A repository for course discussion in BIOL548O
0 stars 0 forks source link

Homework 2 #14

Open aammd opened 8 years ago

aammd commented 8 years ago

Hello @BIOL548O/2016_students !

Here is a description of Homework 2. I'll keep updating that website if there are any clarifications to make.

The goal of this homework assignment is to take whatever raw data you have and produce tidy data, using only an R script to do so!

You'll be graded by a peer reviewer who will read and run your code, and offer suggestions on how to improve its clarity and function.

Homework due 23rd Feb at noon.

Please ask any questions you have by replying to this issue! (ie type below)

See you next week, Andrew

aammd commented 8 years ago

@BIOL548O/2016_students, just some quick suggestions about getting data into and out of R.

The most common approach is the base function read.csv and its lower-level equivalent, read.delim. You might have to tweak the options (e.g. header = TRUE and sep = ",")

For writing data out, the base function write.csv() works fine. Pay attention to the arguments, e.g. row.names = FALSE and perhaps also quote = FALSE

An improvement on these functions is the package readr, which is a faster way of loading CSV and TSVs into R. It has better defaults and makes better guesses about the column types of your dataset.

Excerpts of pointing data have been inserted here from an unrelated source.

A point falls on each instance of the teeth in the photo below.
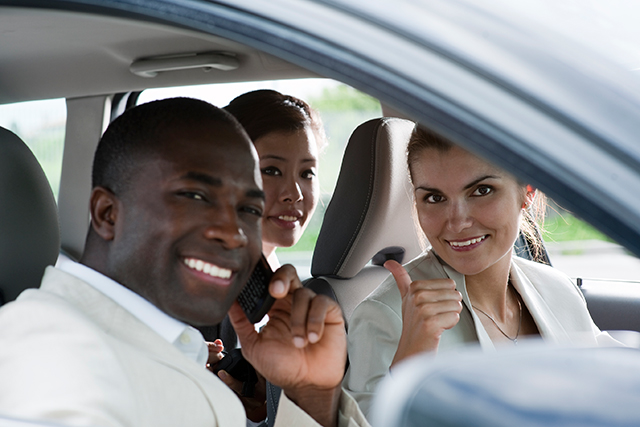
(468, 242)
(205, 267)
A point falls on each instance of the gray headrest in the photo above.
(371, 207)
(29, 231)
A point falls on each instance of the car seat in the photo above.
(29, 230)
(369, 217)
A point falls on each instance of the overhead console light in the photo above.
(150, 67)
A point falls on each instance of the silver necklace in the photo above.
(514, 339)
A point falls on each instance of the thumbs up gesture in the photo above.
(429, 307)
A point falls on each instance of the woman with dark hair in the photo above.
(288, 136)
(468, 287)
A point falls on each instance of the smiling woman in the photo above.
(468, 288)
(288, 136)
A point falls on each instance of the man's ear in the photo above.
(104, 212)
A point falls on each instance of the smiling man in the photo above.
(175, 231)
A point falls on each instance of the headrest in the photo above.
(371, 208)
(29, 230)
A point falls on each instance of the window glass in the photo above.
(579, 250)
(341, 108)
(41, 125)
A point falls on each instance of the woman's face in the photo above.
(288, 162)
(469, 209)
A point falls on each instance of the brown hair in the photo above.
(533, 216)
(264, 111)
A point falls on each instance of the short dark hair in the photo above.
(135, 133)
(264, 111)
(423, 138)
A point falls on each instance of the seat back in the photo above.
(29, 230)
(369, 214)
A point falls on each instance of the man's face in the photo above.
(188, 228)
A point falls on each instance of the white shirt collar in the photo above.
(186, 338)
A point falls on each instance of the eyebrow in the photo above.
(466, 187)
(217, 182)
(203, 178)
(274, 157)
(256, 194)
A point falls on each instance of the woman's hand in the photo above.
(429, 307)
(216, 354)
(303, 348)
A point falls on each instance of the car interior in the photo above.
(99, 64)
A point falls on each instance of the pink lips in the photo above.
(208, 272)
(463, 245)
(287, 219)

The same is true of writing functions such as readr::write_csv()

If your data is in excel, the handy package readxl is one popular way to read data from there (though there are many). It is rather slow and clunky, so get your data into a CSV quickly and try not to rely on it too much.

If your data is in another format (eg text file off an instrument) let us know by commenting on this issue!

AlexdeBruyn commented 8 years ago

Hi Andrew!

I committed my data in the form I'd converted it to online ( |Category|Count| ), rather than the spreadsheet document that I used before. I'm struggling to find a good way to work with this. Should I switch my initial 'messy' data to my .ods document format? Or do you have a recommendation for how I could turn my even messier data (again, written to form a table in html) into something tidy and parsable?

aammd commented 8 years ago

Maybe try exporting as a CSV? On Feb 20, 2016 1:33 AM, "AlexdeBruyn" notifications@github.com wrote:

Hi Andrew!

I committed my data in the form I'd converted it to online ( |Category|Count| ), rather than the spreadsheet document that I used before. I'm struggling to find a good way to work with this. Should I switch my initial 'messy' data to my .ods document format? Or do you have a recommendation for how I could turn my even messier data (again, written to form a table in html) into something tidy and parsable?

— Reply to this email directly or view it on GitHub https://github.com/BIOL548O/Discussion/issues/14#issuecomment-186554115.

AlexdeBruyn commented 8 years ago

The solution I ended up going with was that. I took the raw text, put it into my spreadsheet program (interpreting vertical bars for breaks), and then worked from that. The main cleaning that I had to do was removing some redundant rows that appeared during the conversion.